Recruiting candidates outside the EU? Then you'll face additional rules around data transfers to third countries.

  • Data transfers to the US: possible via the EU-US Data Privacy Framework, but keep following developments
  • Data transfers to the UK: based on adequacy decision, but the UK may set its own rules
  • Data transfers to other countries: Standard Contractual Clauses (SCCs) are usually needed

Tools that process your candidate data must be transparent about where data is stored. Integrations with your existing systems ensure data isn't unnecessarily copied to additional locations.

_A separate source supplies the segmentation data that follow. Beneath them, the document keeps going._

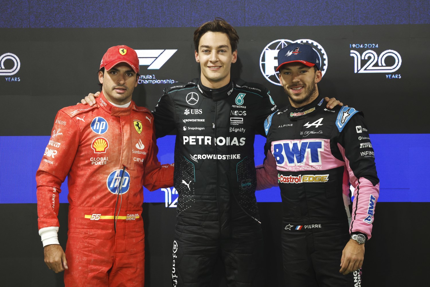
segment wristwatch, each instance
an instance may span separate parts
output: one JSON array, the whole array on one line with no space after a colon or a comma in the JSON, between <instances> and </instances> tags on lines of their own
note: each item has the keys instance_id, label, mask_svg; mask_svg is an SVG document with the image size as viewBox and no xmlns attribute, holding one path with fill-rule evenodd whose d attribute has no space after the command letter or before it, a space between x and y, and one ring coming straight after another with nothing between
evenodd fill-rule
<instances>
[{"instance_id":1,"label":"wristwatch","mask_svg":"<svg viewBox=\"0 0 430 287\"><path fill-rule=\"evenodd\" d=\"M351 239L356 241L359 244L363 244L366 242L366 237L364 234L361 233L352 235L351 235Z\"/></svg>"}]
</instances>

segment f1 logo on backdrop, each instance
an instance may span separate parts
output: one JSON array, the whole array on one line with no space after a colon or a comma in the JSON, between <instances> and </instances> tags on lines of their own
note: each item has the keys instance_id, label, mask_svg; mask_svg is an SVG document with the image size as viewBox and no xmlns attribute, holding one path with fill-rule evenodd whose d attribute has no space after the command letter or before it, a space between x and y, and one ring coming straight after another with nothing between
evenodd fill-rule
<instances>
[{"instance_id":1,"label":"f1 logo on backdrop","mask_svg":"<svg viewBox=\"0 0 430 287\"><path fill-rule=\"evenodd\" d=\"M309 39L301 39L295 41L286 39L275 40L269 43L263 50L260 56L260 68L264 77L272 83L280 86L278 73L275 71L278 66L278 51L292 43L303 43L310 45L319 56L319 62L321 63L321 70L322 76L326 74L328 66L327 54L321 45Z\"/></svg>"},{"instance_id":2,"label":"f1 logo on backdrop","mask_svg":"<svg viewBox=\"0 0 430 287\"><path fill-rule=\"evenodd\" d=\"M149 66L148 70L158 70L178 49L135 50L139 65Z\"/></svg>"},{"instance_id":3,"label":"f1 logo on backdrop","mask_svg":"<svg viewBox=\"0 0 430 287\"><path fill-rule=\"evenodd\" d=\"M6 66L4 63L6 60L12 60L13 62L13 67L12 68L9 68L12 66L9 65L11 63L10 61L8 61ZM0 76L12 76L18 72L19 68L21 66L21 63L19 62L19 58L15 54L12 53L6 53L0 56Z\"/></svg>"}]
</instances>

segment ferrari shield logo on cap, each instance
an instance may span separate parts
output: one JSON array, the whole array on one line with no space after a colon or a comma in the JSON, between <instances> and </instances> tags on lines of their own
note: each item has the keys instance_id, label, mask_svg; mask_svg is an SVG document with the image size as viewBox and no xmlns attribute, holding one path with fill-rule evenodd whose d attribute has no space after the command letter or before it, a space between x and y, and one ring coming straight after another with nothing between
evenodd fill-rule
<instances>
[{"instance_id":1,"label":"ferrari shield logo on cap","mask_svg":"<svg viewBox=\"0 0 430 287\"><path fill-rule=\"evenodd\" d=\"M142 132L142 122L135 120L133 121L133 123L134 124L136 131L139 134L140 134L140 133Z\"/></svg>"}]
</instances>

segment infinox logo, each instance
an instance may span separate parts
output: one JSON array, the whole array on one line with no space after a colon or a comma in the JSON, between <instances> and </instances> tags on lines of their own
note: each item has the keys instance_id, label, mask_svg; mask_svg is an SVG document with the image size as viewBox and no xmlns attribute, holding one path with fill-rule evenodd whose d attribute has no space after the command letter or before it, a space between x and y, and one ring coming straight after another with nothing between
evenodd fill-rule
<instances>
[{"instance_id":1,"label":"infinox logo","mask_svg":"<svg viewBox=\"0 0 430 287\"><path fill-rule=\"evenodd\" d=\"M5 65L4 62L6 60L11 60L13 62L13 67L12 68L6 68L9 65ZM10 61L8 62L10 62ZM6 63L7 62L6 62ZM19 58L15 54L6 53L0 56L0 76L12 76L18 72L21 63Z\"/></svg>"},{"instance_id":2,"label":"infinox logo","mask_svg":"<svg viewBox=\"0 0 430 287\"><path fill-rule=\"evenodd\" d=\"M321 71L322 73L322 76L324 76L327 71L329 60L322 46L315 41L309 39L301 39L294 41L283 39L275 40L269 43L261 52L260 56L260 69L264 77L273 84L281 85L278 77L279 73L275 71L278 66L278 52L292 43L303 43L312 46L319 56Z\"/></svg>"}]
</instances>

Candidate trust as competitive advantage

Privacy isn't just compliance. It's also trust. Candidates who trust that you handle their data carefully are more honest in conversations, more engaged in the process, and more positive about your brand.

How do you build that trust?

  • Be proactively transparent (tell what you do before they ask)
  • Give candidates control (show them what data you have and let them choose)
  • Respond quickly to access requests
  • Treat data as something that belongs to the candidate, not to you

Practical steps for GDPR-compliant AI use

Many agencies want to use AI but hesitate over privacy implications. The most important step is informing the candidate. Explain upfront that the conversation will be recorded, what the recording will be used for, and how long it will be stored. This can be done with a standard statement at the beginning of each conversation.

On top of that, it's important to have a data processing agreement with your AI provider. This document specifies where data is stored, who has access, and what happens when the contract ends. Simply offers this as standard. All data is processed within the EU, stored encrypted, and automatically deleted after the agreed retention period. ISO-27001 certification guarantees that these processes are not just documented but are actually verified by an independent auditor.